Thursday, July 14, 2005

When I was younger...

Sheer Genius

As children, we all played our little games, and even when things were bad, we found little spots of sunshine to warm our toes in. We ran fast, and played in the grass, breathing hard (sometimes coughing up a lifetime's worth of our parent's smoke), and laughing until we couldn't breathe.

Then we got a little older, and realized that our friends could be so much more and so much less to us. When we were on the down, amber liquid courage would pick up our hearts and make us stronger, and green weeds would make our pain dull.

We got older still, and we thought we knew enough that we could tell each other what we thought. We thought we knew enough that we could be right, and that we could make things right. We were wrong.

By the time our bones stopped growing, we sat there, wondering where all the sunshine had gone, replaced by mugs of booze and the acrid clouds of cigarette smoke.

The sunshine was still there, it was the childhood that was gone.
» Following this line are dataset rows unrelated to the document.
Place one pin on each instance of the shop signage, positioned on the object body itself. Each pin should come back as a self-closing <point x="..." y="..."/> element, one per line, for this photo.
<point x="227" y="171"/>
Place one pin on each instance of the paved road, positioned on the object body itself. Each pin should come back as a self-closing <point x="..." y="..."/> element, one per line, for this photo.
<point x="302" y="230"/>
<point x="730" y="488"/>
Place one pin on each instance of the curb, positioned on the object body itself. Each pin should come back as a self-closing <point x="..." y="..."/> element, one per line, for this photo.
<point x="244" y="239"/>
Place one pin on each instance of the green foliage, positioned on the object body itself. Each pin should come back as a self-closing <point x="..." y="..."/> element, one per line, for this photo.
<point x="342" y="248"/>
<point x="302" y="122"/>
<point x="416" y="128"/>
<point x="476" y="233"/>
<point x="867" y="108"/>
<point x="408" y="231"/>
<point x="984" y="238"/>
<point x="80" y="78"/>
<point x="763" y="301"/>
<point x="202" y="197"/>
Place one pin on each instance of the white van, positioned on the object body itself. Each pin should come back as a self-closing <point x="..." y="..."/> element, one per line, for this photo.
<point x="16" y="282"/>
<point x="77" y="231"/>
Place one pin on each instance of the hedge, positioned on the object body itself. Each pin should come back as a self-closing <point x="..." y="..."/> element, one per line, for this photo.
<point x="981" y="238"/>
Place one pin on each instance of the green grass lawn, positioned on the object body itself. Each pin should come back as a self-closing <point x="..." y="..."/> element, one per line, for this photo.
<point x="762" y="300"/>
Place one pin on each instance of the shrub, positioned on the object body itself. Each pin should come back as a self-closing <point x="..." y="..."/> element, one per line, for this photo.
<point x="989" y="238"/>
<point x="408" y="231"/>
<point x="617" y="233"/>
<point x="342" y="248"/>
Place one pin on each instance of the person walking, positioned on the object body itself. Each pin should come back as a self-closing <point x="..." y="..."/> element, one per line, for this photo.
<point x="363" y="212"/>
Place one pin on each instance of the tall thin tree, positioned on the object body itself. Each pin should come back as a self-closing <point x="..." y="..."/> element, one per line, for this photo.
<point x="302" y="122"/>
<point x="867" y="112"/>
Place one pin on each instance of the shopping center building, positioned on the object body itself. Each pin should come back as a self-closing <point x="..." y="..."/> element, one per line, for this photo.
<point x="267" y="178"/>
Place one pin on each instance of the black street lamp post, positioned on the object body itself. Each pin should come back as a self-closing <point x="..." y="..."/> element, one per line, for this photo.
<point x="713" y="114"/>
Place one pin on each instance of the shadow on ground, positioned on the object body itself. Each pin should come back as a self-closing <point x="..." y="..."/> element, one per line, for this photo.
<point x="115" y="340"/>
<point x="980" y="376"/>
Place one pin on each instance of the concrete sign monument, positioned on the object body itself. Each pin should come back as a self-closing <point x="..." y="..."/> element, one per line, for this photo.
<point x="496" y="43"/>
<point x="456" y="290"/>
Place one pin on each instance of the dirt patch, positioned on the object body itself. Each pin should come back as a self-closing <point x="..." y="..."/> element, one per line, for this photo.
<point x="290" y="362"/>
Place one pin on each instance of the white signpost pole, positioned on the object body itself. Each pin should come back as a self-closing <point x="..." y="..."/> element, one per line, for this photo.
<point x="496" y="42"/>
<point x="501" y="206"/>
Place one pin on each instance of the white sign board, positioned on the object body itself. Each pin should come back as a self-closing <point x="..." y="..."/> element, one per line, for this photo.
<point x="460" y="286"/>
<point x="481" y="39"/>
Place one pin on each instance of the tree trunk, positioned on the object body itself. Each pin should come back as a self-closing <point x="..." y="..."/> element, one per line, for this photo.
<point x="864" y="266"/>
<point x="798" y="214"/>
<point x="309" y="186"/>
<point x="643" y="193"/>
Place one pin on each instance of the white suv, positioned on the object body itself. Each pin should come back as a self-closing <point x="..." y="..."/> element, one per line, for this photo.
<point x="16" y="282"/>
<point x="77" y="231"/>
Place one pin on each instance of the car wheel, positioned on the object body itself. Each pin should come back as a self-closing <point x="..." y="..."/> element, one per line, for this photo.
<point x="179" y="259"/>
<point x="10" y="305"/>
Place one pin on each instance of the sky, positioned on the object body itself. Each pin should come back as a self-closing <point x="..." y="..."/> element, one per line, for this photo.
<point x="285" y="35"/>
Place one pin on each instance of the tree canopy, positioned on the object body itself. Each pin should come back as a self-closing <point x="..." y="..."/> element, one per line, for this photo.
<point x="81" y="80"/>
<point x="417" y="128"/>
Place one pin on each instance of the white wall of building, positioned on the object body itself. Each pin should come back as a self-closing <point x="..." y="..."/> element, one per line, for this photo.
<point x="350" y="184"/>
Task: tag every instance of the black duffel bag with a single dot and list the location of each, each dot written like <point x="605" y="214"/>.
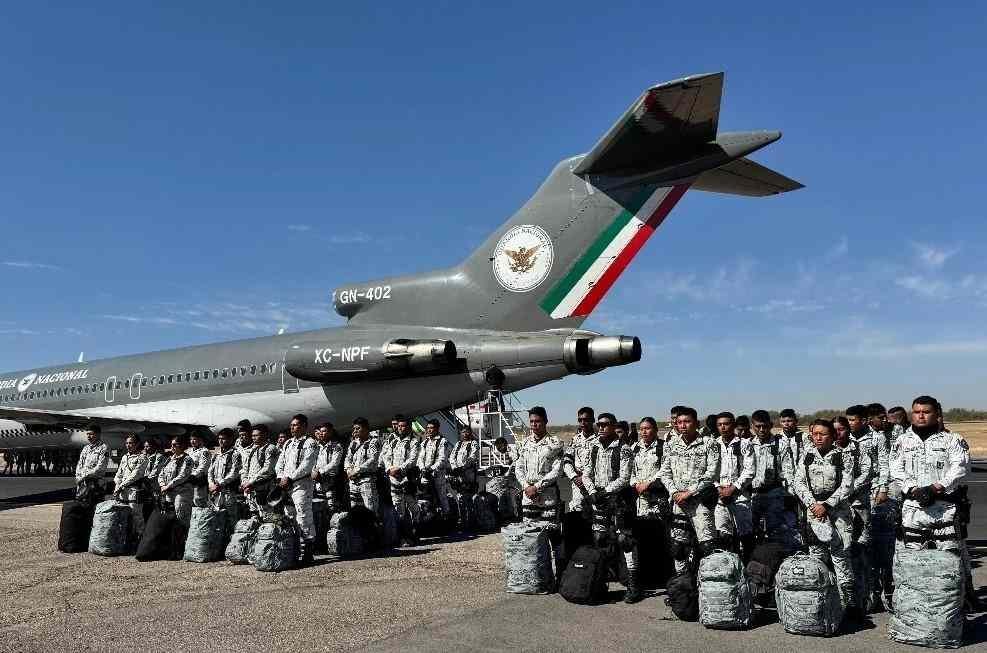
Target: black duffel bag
<point x="74" y="527"/>
<point x="683" y="597"/>
<point x="163" y="537"/>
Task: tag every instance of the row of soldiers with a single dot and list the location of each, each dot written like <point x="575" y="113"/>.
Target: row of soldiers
<point x="850" y="490"/>
<point x="317" y="475"/>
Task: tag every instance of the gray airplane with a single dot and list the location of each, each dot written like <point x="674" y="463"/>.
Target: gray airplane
<point x="507" y="317"/>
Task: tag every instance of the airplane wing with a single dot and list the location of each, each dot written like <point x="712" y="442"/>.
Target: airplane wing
<point x="745" y="177"/>
<point x="81" y="421"/>
<point x="663" y="121"/>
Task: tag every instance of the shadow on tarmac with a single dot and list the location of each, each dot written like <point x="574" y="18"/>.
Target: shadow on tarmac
<point x="52" y="496"/>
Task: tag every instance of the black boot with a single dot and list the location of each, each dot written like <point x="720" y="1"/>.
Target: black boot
<point x="633" y="593"/>
<point x="308" y="553"/>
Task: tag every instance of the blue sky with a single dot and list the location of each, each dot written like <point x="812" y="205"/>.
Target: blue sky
<point x="199" y="172"/>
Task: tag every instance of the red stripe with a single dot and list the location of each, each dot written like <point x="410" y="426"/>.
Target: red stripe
<point x="622" y="260"/>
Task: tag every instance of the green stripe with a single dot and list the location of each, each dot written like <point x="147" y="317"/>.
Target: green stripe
<point x="583" y="263"/>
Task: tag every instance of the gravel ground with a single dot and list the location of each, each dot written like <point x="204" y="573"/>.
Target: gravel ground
<point x="439" y="597"/>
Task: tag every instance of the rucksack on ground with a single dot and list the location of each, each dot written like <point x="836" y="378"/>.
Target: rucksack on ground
<point x="928" y="598"/>
<point x="242" y="541"/>
<point x="528" y="559"/>
<point x="807" y="596"/>
<point x="74" y="527"/>
<point x="111" y="531"/>
<point x="159" y="540"/>
<point x="584" y="580"/>
<point x="682" y="596"/>
<point x="207" y="530"/>
<point x="725" y="599"/>
<point x="346" y="537"/>
<point x="275" y="546"/>
<point x="765" y="560"/>
<point x="485" y="512"/>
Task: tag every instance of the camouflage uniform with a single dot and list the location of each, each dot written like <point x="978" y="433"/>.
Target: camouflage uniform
<point x="539" y="463"/>
<point x="772" y="464"/>
<point x="942" y="458"/>
<point x="692" y="467"/>
<point x="653" y="504"/>
<point x="607" y="477"/>
<point x="737" y="467"/>
<point x="177" y="491"/>
<point x="404" y="493"/>
<point x="199" y="479"/>
<point x="296" y="464"/>
<point x="828" y="479"/>
<point x="362" y="463"/>
<point x="128" y="482"/>
<point x="578" y="511"/>
<point x="433" y="461"/>
<point x="258" y="472"/>
<point x="91" y="468"/>
<point x="328" y="488"/>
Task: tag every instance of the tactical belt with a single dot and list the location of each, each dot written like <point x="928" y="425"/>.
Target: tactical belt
<point x="768" y="487"/>
<point x="922" y="535"/>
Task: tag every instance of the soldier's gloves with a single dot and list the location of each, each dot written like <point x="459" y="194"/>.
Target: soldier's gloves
<point x="924" y="495"/>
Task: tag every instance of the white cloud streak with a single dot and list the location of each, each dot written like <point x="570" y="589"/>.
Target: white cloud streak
<point x="30" y="265"/>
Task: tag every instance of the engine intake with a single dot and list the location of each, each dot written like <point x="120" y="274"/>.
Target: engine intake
<point x="339" y="362"/>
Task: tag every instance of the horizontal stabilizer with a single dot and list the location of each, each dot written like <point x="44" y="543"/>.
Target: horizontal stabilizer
<point x="745" y="177"/>
<point x="667" y="121"/>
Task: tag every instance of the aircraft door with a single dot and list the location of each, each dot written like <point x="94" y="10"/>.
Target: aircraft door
<point x="135" y="386"/>
<point x="111" y="388"/>
<point x="288" y="383"/>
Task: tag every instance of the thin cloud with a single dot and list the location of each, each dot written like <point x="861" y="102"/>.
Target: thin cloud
<point x="933" y="257"/>
<point x="351" y="239"/>
<point x="30" y="265"/>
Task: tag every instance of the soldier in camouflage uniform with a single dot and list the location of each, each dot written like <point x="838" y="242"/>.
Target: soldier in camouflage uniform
<point x="401" y="465"/>
<point x="173" y="481"/>
<point x="129" y="481"/>
<point x="464" y="459"/>
<point x="258" y="471"/>
<point x="690" y="468"/>
<point x="361" y="465"/>
<point x="577" y="514"/>
<point x="607" y="477"/>
<point x="224" y="479"/>
<point x="772" y="464"/>
<point x="199" y="480"/>
<point x="434" y="461"/>
<point x="732" y="514"/>
<point x="91" y="468"/>
<point x="823" y="480"/>
<point x="537" y="469"/>
<point x="651" y="505"/>
<point x="930" y="465"/>
<point x="798" y="442"/>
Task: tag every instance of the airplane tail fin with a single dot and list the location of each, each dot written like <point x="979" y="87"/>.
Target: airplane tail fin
<point x="553" y="261"/>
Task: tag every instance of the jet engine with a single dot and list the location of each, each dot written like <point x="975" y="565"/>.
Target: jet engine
<point x="355" y="358"/>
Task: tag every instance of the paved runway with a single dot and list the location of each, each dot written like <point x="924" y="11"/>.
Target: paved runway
<point x="440" y="597"/>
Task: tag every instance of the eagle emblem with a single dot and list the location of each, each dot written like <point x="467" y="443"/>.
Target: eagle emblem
<point x="522" y="259"/>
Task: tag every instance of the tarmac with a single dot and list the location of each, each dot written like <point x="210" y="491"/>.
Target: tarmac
<point x="442" y="596"/>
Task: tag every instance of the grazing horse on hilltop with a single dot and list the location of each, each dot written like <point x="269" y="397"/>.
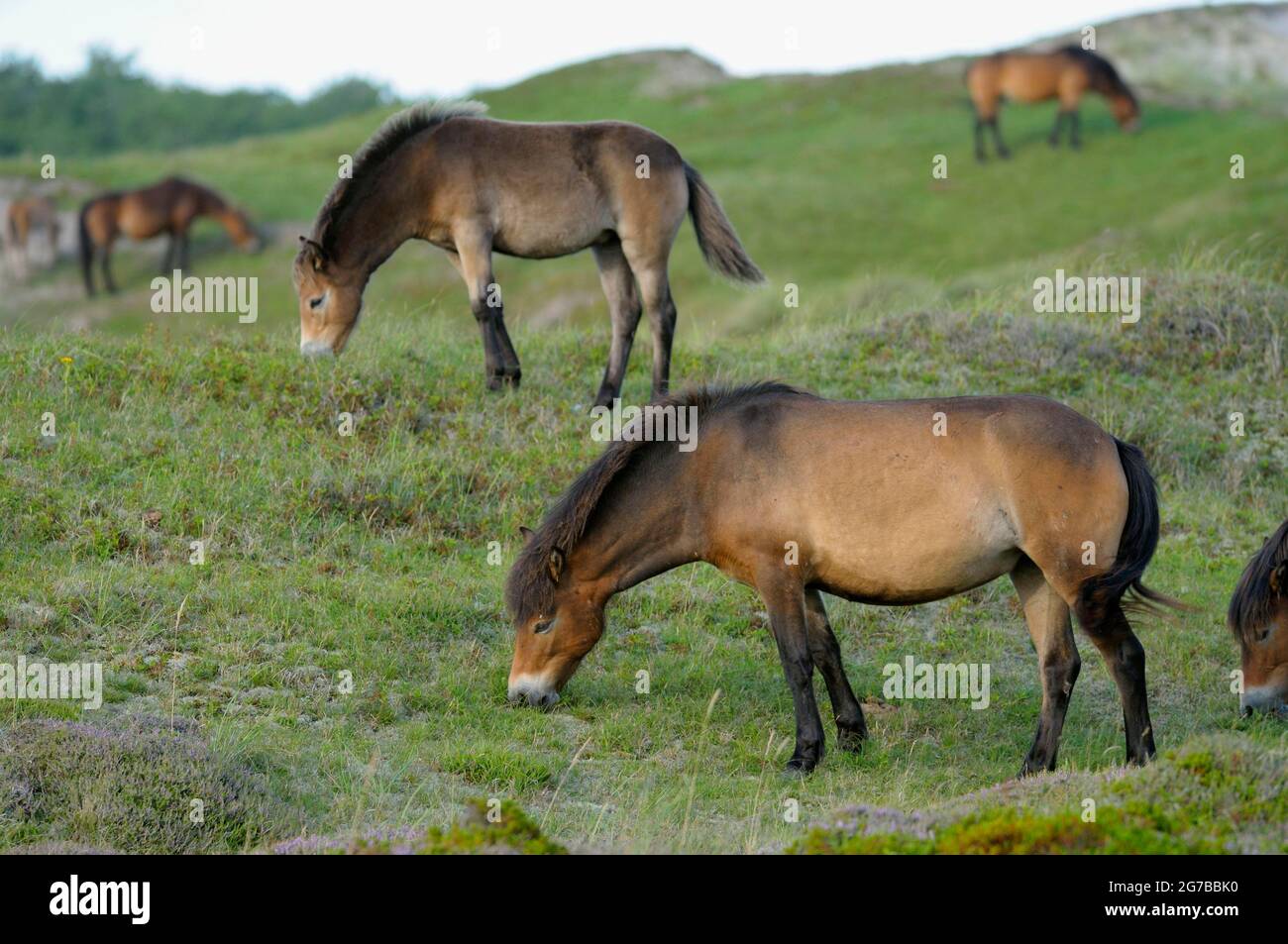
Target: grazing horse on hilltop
<point x="889" y="502"/>
<point x="170" y="207"/>
<point x="26" y="217"/>
<point x="1258" y="617"/>
<point x="1065" y="73"/>
<point x="473" y="185"/>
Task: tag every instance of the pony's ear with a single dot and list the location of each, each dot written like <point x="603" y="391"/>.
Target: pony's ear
<point x="555" y="565"/>
<point x="312" y="254"/>
<point x="1279" y="579"/>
So now, humbled and aging, we walk through the grass, our legs no longer able to run, and our lungs to dry and hard to laugh. But we still warm our toes in the sunlight, as small as the spots have gotten. We sit, and we talk of times long ago, when we used to run through the grass, and laugh.

And then, with children of our own, we leave the green fields and the past behind. Breathing hard, we push into the future.

2 comments:

apples said...

I've noticed I've started talking like a grown up. Don't want to go swimming in the rain just because it's cold. Don't want to kick a ball around all day. Don't want to eat ice cream 24/7.

I feel old...

Geoff said...

Old man. That's what they called me. There's nothing wrong with feeling old, but for the going out of style.

We're all old in a way. Whether it be through experience we gain through living, or experience we gain beyond living, we're all old.